Extreme Measures for Securing Communications Between BGP Peers
Other techniques for securing communications between BGP peers are outside the configuration of BGP but can help support the security of the BGP communications. Drastic measures for securing peering can include turning off the Neighbor Discovery Protocols (NDP). Because of the IPv6 risks on LANs that are similar to the risks found in IPv4 Address Resolution Protocol (ARP), you can elect to statically define the IPv6 addresses on the interfaces.

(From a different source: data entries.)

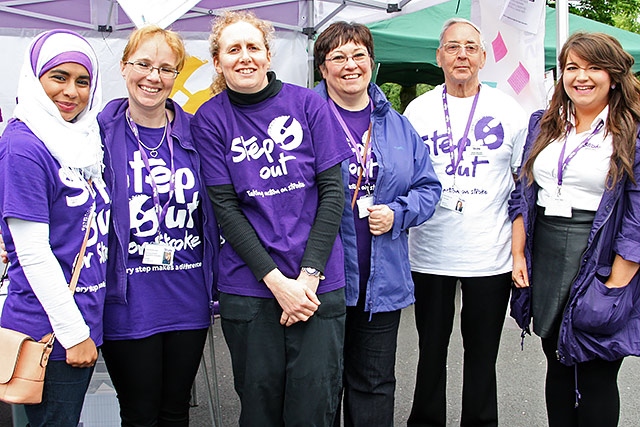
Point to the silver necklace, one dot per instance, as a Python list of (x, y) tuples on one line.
[(153, 152)]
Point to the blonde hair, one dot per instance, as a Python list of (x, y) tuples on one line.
[(173, 40), (223, 21)]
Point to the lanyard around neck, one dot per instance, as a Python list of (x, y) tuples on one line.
[(161, 211), (456, 159), (562, 161), (362, 159)]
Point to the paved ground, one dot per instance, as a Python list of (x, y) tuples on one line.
[(520, 382)]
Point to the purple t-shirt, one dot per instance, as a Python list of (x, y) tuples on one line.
[(358, 123), (34, 188), (165, 297), (272, 153)]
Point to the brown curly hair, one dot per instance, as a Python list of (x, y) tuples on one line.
[(223, 21), (606, 52)]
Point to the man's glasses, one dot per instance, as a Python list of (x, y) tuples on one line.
[(358, 58), (146, 69), (454, 48)]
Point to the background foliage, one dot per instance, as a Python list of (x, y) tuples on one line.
[(618, 13)]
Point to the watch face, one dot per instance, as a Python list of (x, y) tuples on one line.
[(311, 271)]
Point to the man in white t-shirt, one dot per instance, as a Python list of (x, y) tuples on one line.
[(475, 135)]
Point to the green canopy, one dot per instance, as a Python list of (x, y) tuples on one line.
[(405, 46)]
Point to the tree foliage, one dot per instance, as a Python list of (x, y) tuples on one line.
[(618, 13)]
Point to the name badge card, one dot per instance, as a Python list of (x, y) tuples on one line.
[(558, 207), (157, 254), (363, 203), (451, 202), (478, 151)]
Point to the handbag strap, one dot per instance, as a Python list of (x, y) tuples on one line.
[(77, 265)]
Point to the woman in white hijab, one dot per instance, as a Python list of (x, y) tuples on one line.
[(50, 185)]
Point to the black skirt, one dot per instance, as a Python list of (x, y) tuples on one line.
[(558, 244)]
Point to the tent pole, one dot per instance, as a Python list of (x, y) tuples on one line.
[(310, 32), (562, 28)]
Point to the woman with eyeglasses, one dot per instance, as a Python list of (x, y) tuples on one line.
[(390, 186), (163, 240), (50, 186), (475, 135)]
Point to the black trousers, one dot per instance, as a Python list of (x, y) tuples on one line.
[(369, 367), (153, 376), (484, 305), (285, 376), (597, 384)]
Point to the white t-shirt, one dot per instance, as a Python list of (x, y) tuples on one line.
[(477, 241), (584, 177)]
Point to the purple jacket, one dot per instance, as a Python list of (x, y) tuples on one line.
[(112, 127), (598, 322)]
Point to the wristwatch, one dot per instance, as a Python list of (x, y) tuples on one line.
[(313, 272)]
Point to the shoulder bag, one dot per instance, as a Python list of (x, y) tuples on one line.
[(23, 361)]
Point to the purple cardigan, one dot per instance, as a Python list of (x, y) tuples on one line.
[(598, 322)]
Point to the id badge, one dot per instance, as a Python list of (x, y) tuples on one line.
[(156, 254), (559, 207), (478, 151), (452, 203), (363, 203)]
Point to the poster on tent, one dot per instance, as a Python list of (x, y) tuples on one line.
[(514, 37), (191, 88)]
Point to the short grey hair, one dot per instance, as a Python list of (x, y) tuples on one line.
[(452, 21)]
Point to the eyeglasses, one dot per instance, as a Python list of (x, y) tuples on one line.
[(146, 69), (454, 48), (358, 58)]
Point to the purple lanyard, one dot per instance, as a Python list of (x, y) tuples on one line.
[(447, 119), (562, 161), (352, 140), (161, 211)]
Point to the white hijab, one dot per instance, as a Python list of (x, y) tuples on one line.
[(75, 145)]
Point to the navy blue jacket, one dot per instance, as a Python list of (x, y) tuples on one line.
[(407, 184)]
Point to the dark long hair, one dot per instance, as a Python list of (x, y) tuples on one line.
[(604, 51)]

If there are no hosts on the Ethernet interface between the two BGP routers, there is little use for NDP to operate. Disabling NDP would be synonymous with using static ARP entries in an IPv4 LAN for Ethernet peering. On IPv6 networks, this means configuring static MAC addresses and binding them manually to link-local addresses, thereby creating static neighbor cache entries. This would take the guesswork out of configuration of the neighbor, and the NDP would not be required for normal operations. Furthermore, you could consider using static content-addressable memory (CAM) entries in any Ethernet switches between the BGP peers. These techniques are only for the extremely paranoid and for those network administrators with lots of time on their hands. These techniques could have additional side effects that require more configuration commands, additional troubleshooting, and higher operational costs that do not justify a small gain in additional security.